A paralyzed woman has been able to communicate verbally using a novel brain-computer interface (BCI) system. The approach by a team of researchers from the University of California, San Francisco (UCSF), “could form the basis for a speech neuroprosthesis for people with paralysis”, they write in their research paper, which was published in the prestigious science journal Nature.
The system captures the woman's neural activity, processes it, and then produces speech through a digital avatar, allowing her to communicate in real-time. As stated in the related research article, this is a “first-of-its-kind demonstration of a fully implanted intracortical brain–computer interface (BCI) system for real-time speech synthesis.” The authors write, “Our results demonstrate the feasibility of a speech BCI approach that could restore spoken communication in people with severe speech disabilities.”
A Scientific Breakthrough
This marks the first instance where either speech or facial expressions have been synthesized from brain signals. Impressively, the system can decode these signals into text at a rate of nearly 80 words per minute, a significant improvement over existing technologies.
Edward Chang, MD, chair of neurological surgery at UCSF, has been working on this BCI technology for over a decade. He expressed hope that this latest research breakthrough will soon lead to an FDA-approved system that can convert brain signals into speech. Chang's team had previously demonstrated the possibility of decoding brain signals into text in another patient who had experienced a brainstem stroke. The current study, however, showcases a more ambitious goal: decoding brain signals into the richness of speech and the facial movements that accompany conversation.

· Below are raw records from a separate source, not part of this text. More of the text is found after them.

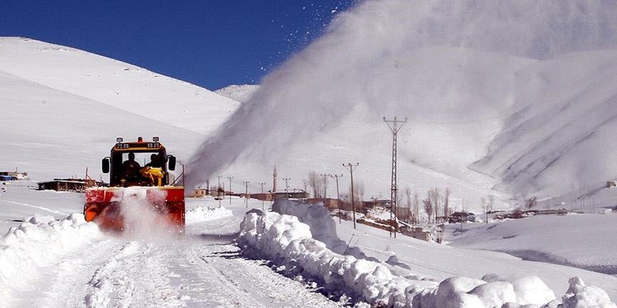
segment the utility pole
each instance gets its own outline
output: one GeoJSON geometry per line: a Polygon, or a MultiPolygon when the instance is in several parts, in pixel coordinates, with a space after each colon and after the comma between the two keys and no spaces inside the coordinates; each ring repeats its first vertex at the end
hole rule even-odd
{"type": "Polygon", "coordinates": [[[287,194],[287,197],[289,198],[289,180],[291,180],[292,178],[283,178],[283,181],[285,181],[285,193],[287,194]]]}
{"type": "Polygon", "coordinates": [[[349,174],[351,175],[351,213],[353,214],[354,229],[355,229],[355,201],[353,200],[353,170],[358,167],[358,164],[360,164],[359,162],[356,162],[355,164],[351,164],[351,162],[348,162],[347,164],[343,164],[343,167],[349,170],[349,174]]]}
{"type": "Polygon", "coordinates": [[[242,183],[244,183],[244,204],[246,206],[246,208],[248,209],[248,183],[250,183],[248,181],[243,181],[242,183]]]}
{"type": "Polygon", "coordinates": [[[330,176],[330,174],[320,174],[320,176],[323,178],[323,197],[327,197],[327,178],[330,176]]]}
{"type": "Polygon", "coordinates": [[[264,206],[264,199],[266,199],[266,196],[264,195],[264,186],[266,185],[266,183],[259,183],[259,186],[262,186],[262,209],[265,210],[265,206],[264,206]]]}
{"type": "Polygon", "coordinates": [[[336,178],[337,181],[337,202],[338,202],[337,206],[339,206],[339,223],[341,223],[341,195],[339,193],[339,178],[343,177],[343,174],[340,176],[338,174],[330,174],[330,176],[331,178],[336,178]]]}
{"type": "MultiPolygon", "coordinates": [[[[392,131],[392,181],[391,182],[390,188],[390,220],[394,222],[394,237],[396,238],[396,232],[398,232],[398,220],[396,219],[396,135],[402,125],[407,122],[405,118],[404,121],[396,120],[386,120],[384,117],[384,122],[390,127],[392,131]]],[[[390,231],[390,237],[392,237],[393,232],[390,231]]]]}
{"type": "Polygon", "coordinates": [[[229,205],[231,205],[231,179],[233,176],[227,176],[227,178],[229,179],[229,205]]]}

253 Electrodes Connected to Speech Areas of the Brain
To achieve this, Chang implanted a paper-thin rectangle of 253 electrodes onto the surface of the woman's brain over areas critical for speech. These electrodes intercepted the brain signals that would have otherwise directed muscles in her tongue, jaw, larynx, and face. The participant then worked with the team for weeks to train the system's AI algorithms to recognize her unique brain signals for speech. This involved repeating phrases from a 1,024-word conversational vocabulary until the computer could identify the associated brain activity patterns.
The team also devised an algorithm to synthesize speech, which they personalized to sound like her voice before the injury, using a recording of her speaking at her wedding. Furthermore, they animated the avatar with software that simulates and animates facial muscle movements, allowing the avatar to display facial expressions like happiness, sadness, and surprise.
Potential and Future Applications
The potential applications of this technology extend beyond just restoring speech. With further advancements, it could be used to help individuals with other forms of paralysis or motor function impairments. The technology could also be integrated into other devices or systems to provide enhanced communication capabilities. A future goal for the team is to develop a wireless version of the BCI, which would greatly enhance the user's independence and social interactions.